OceanConnect objected on the ground that at the latest, the 90-day period began no later than when OceanConnect first sued Chemoil in the Southern District of Texas seeking indemnity or contribution and "vouched-in" Chemoil to the Korean proceeding. That occurred in August 2006. The magistrate judge rejected that argument because OceanConnect dismissed that suit without prejudice two weeks after filing. Although Chemoil was served with process before dismissal, the answer date had not arrived before OceanConnect dismissed the case. The magistrate judge concluded that the dispute was OceanConnect's claim that Chemoil was required to reimburse it for the judgment obtained by Pan Ocean in the South Korean proceeding. The magistrate judge concluded that the 90-day period for demanding arbitration triggered by the "occurrence of the circumstances giving rise to the dispute" began to run when OceanConnect filed and pursued this suit for indemnity and contribution against Chemoil.

In addition to the ground the magistrate judge identified for declining to find waiver, another basis is present. Whether a request for arbitration is timely made under an arbitration agreement is for an arbitrator to decide. See Commerce Park at DFW Freeport v. Mardian Constr. Co., 729 F.2d 334, 339 n. 5 (5th Cir.1984) (noting that "matters of procedural arbitrability, such as, inter alia, whether the request for arbitration was timely under the arbitration agreement, are for the arbitrator to decide"); see also Oil, Chem. and Atomic Workers' Int'l Union, Local 4-447 v. Chevron Chem. Co., 815 F.2d 338, 341 (5th Cir.1987) ("Questions of timeliness are ones of procedural, not substantive arbitrability.

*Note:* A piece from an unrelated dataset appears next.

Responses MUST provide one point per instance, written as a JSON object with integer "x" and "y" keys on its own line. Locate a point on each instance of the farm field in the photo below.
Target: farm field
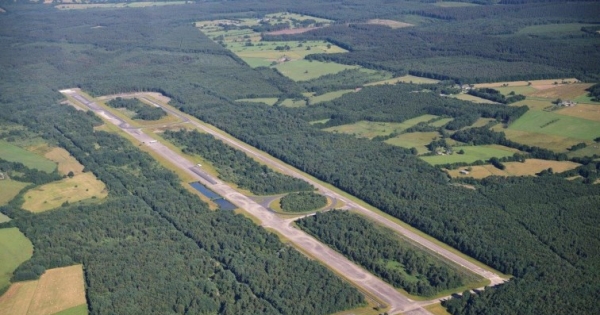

As such . . . timeliness should be decided by an arbitrator if the underlying substantive claim is arbitrable.") (citing John Wiley & Sons, Inc. v. Livingston, 376 U.S. 543, 557--58 (1964)); Smith Barney Shearson, Inc. v. Boone, 47 F.3d 750 (5th Cir.1995) (a brokerage firm sought a declaratory judgment in district court that its former customers' grievances were not subject to arbitration and argued that the customers had filed their grievances too late under the arbitration rules that applied under the parties' agreements; the district court held that the issue of timeliness was itself subject to arbitration and refused to grant the firm the relief it sought and the Fifth Circuit affirmed).

In the present case, OceanConnect asked this court to find a waiver of Chemoil's right to arbitrate on the basis that it failed to comply with the arbitration clause time period. Whether Chemoil complied with the procedural requirements for arbitration and the effects of any failure to do so are questions for the arbitrator, not the court, to decide. See Boone, 47 F.3d at 754. ("[T]he timeliness issues raised in this case are issues of procedural arbitrability and must be decided by the arbitrator.").

IV. Conclusion

This court adopts the memorandum and recommendation of the magistrate judge, overruling the objections. This case is dismissed, without prejudice, to permit the parties to proceed to arbitration.

SIGNED on January 23, 2008, at Houston, Texas.